If the purpose of medicine is to relieve suffering, then it seems legitimate to rely on assisted reproduction, anxiolytics, cosmetic surgery or palliative care when these techniques are available and effective. And Guillaume Durand to recall in good time the four essential goals of medicine listed in the Hastings reportThe Declaration of the World Health Organization (WHO), which is the reference in this area: preventing disease and promoting health, relieving pain and suffering, providing care and treatment for the sick, avoiding premature death and seeking a peaceful death. Desire-based medicine seems to contribute to the promotion of health in the broadest sense, that is to say, overall good health, which is closely linked to well-being and quality of life. "Health is a state of complete physical, mental and social well-being and not merely the absence of disease or infirmity."The World Health Organization (WHO) estimates. From this point of view, it is therefore legitimate.

Two other arguments are often raised against these practices, which are decidedly very disturbing. They are in no way considered unnatural, in the sense that it is a question of touching on the natural order of things, which places them on the side of the undesirable from the outset. But what can be said about birth handicaps, all that is most natural too, but which it is well accepted that they are intended to relieve? Would a visually impaired person be denied corrective glasses or treatment for a child born with a heart defect? Certainly not.
The medicine of desires is also easily criticized for being accessible only to some of the wealthiest and best informed. Either all medicines are expensive and our health systems are such that they give the priority of national solidarity to the care and treatment of illnesses according to their gravity, and still not all of them. Desires generally take second place, with the notable exception of certain acts relating to medically assisted procreation (in France, Social Security reimburses four attempts at in vitro fertilisation) or reconstructive surgery (after serious burns or breast cancer in particular). However, would it be wise to throw the baby out with the bath water? In other words, to close the door to this medicine for all or to allow the most modest to have easier access to it? Ashley's medical treatment, heavy but not out of the ordinary, cost nearly $40,000. More than the merits of the medicine of desires, it is a societal choice that needs to be discussed. 
Photo: Sculpture Musée Bourdelle, Paris [Photo YF].

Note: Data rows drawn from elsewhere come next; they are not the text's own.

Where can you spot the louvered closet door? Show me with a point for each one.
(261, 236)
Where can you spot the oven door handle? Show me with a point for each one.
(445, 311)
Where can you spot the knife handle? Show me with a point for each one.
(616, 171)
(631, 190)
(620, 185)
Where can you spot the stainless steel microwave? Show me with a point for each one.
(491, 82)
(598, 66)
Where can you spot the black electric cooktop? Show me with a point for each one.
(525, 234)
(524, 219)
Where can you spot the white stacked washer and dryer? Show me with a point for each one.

The pitfall of the standards factory

Legitimate or not, the medicine of desires is today a reality. In France, where, according to Inserm, about 10% couples are infertile, more than 22,000 children were born thanks to assisted reproduction in 2010, i.e. one birth in 40 requiring artificial insemination, in vitro fertilization or, in some rarer cases, embryo donation.
Ashley's case, exceptional though not unique (other children around the world have received equivalent treatment), is the tree that hides the forest.

He brought to the forefront the series of ethical questions related to the multiple situations in which medicine can modify bodies. For better when the quality of life is likely to be improved or for worse when the use of medicine is aimed at normalization or social control of individuals.
There is no shortage of examples of such abuses, more or less obvious or insidious: sterilisation of people with mental disorders, pre-implantation diagnosis to decide on the physical characteristics of the unborn baby, medicines administered to children who are too restless. There is also the risk of giving medicine and doctors a full role, that of enabling individuals to achieve their desires and/or a better quality of life, which is at least as much a matter for the community, politics and societal choices. The Professor Arthur Caplan, from the Center for Bioethics at the University of Pennsylvania, interviewed in The World in 2007, says nothing more than that Ashley's treatment is "a pharmacological solution to social failure.

(1) G. Durand, "De la médecine des désirs",in Care-proof autonomyG. Durand and M. Jean (eds.), Editions Nouvelles Cécile Defaut, to be published in 2015.